A Marcelino le gustó el nombre y entonces el Señor le explicó cómo El mismo, para quedarse vivo entre los hombres que le habían crucificado, había hecho la promesa de estar para siempre entre ellos en forma de pan y de vino en el altar, que era lo que comía, como si fueran la carne y la sangre de Jesús, y claro que así lo eran, el sacerdote durante la misa. Y Marcelino estaba orgulloso de no llamarse Marcelino a secas, sino Marcelino Pan y Vino, y un día hasta lo dijo a la hora de comer, entre el silencio de los frailes en el refectorio, gritando mucho para que se enterasen todos:
—¡Yo me llamo Marcelino Pan y Vino!
Y algunos frailes le miraron sonrientes y otros enfadados, porque allí no se podía hablar mientras se comía, con el padre Superior y todo delante. Y entonces el padre Superior, que parecía estar distraído, fijó la mirada en él, y Marcelino se puso a temblar porque aquella mirada le penetraba muy adentro y parecía escarbarle todas sus ideas y recuerdos más secretos.

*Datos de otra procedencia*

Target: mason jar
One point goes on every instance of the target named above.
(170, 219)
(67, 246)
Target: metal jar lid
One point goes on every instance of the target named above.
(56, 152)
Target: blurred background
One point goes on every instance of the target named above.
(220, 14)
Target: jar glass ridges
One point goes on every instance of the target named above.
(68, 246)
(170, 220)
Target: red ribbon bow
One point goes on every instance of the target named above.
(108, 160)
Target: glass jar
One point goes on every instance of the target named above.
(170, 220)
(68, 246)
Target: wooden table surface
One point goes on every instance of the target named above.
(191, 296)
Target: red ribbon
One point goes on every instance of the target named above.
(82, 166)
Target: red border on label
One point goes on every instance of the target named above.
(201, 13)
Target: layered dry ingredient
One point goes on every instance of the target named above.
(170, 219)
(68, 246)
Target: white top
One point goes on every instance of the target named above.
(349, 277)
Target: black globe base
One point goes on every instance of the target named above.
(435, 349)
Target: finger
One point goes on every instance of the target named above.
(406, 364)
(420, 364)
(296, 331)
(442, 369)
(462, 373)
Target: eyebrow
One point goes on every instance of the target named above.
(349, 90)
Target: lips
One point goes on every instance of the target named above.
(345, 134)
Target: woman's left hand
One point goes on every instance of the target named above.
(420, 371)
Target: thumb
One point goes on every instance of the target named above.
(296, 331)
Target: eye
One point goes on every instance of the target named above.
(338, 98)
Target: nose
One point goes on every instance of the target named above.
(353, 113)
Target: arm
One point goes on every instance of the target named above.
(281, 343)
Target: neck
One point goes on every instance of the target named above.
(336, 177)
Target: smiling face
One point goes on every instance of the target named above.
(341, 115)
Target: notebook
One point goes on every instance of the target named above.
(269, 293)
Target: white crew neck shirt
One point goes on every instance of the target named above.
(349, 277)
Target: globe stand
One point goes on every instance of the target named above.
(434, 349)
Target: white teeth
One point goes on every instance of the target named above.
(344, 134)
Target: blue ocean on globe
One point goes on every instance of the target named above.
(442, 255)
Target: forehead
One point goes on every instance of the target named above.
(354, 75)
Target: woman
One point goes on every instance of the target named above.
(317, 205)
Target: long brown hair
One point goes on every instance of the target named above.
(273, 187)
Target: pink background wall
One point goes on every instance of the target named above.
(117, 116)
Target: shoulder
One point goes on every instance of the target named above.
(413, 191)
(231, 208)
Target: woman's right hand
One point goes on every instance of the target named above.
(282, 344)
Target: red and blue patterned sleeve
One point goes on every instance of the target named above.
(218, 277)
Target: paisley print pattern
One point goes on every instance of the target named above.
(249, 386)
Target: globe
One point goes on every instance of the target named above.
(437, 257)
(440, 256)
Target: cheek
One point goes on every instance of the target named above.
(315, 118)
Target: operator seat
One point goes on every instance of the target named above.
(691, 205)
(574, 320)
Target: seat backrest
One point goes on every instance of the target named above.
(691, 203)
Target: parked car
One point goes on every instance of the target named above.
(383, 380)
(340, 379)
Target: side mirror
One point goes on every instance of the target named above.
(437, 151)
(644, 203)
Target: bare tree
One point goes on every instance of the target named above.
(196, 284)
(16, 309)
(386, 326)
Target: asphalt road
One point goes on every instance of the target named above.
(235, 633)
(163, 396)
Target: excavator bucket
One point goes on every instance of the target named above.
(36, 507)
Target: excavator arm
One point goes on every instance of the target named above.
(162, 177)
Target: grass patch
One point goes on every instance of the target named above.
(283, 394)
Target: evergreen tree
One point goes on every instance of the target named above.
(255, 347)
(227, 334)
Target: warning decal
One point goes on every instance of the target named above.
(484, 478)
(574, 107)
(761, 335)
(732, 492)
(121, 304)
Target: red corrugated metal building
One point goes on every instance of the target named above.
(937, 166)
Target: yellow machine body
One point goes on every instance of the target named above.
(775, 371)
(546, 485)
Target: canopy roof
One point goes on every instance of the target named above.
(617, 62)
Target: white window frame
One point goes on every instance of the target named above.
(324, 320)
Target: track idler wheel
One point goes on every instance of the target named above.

Marcelino proseguía sin trabas su amistad con Jesús y le seguía llevando alimentos y le había conseguido llevar también la manta prometida sin importarle ya si era robar o nos, y se ocupaba mucho menos de los bichos y ahora era el viejo «Mochito» quien le buscaba a él, y tenía abandonada la cacería de animalejos, y sus botes con agua y sus cajas con agujeros estaban arrinconados, y aparecía como ensimismado y algo triste, y entraba en la capilla y los frailes, en una palabra, viéndole tan diferente de como siempre había sido, comenzaron a caer en sospechas y le observaban con mucha más atención sin que él se diese cuenta. Y Marcelino tenía la cabeza llena de ideas misteriosísimas y Manuel se le había olvidado, y hacía siete días que no veía a la cabra, su nodriza, ni gastaba bromas a fray Papilla, ni subía a ver a fray Malo en su celda. Y el padre Superior estaba preocupado con el chico, y recomendaba su vigilancia a todos los frailes, y entonces fue cuando empezó a ocurrir algo en la cocina.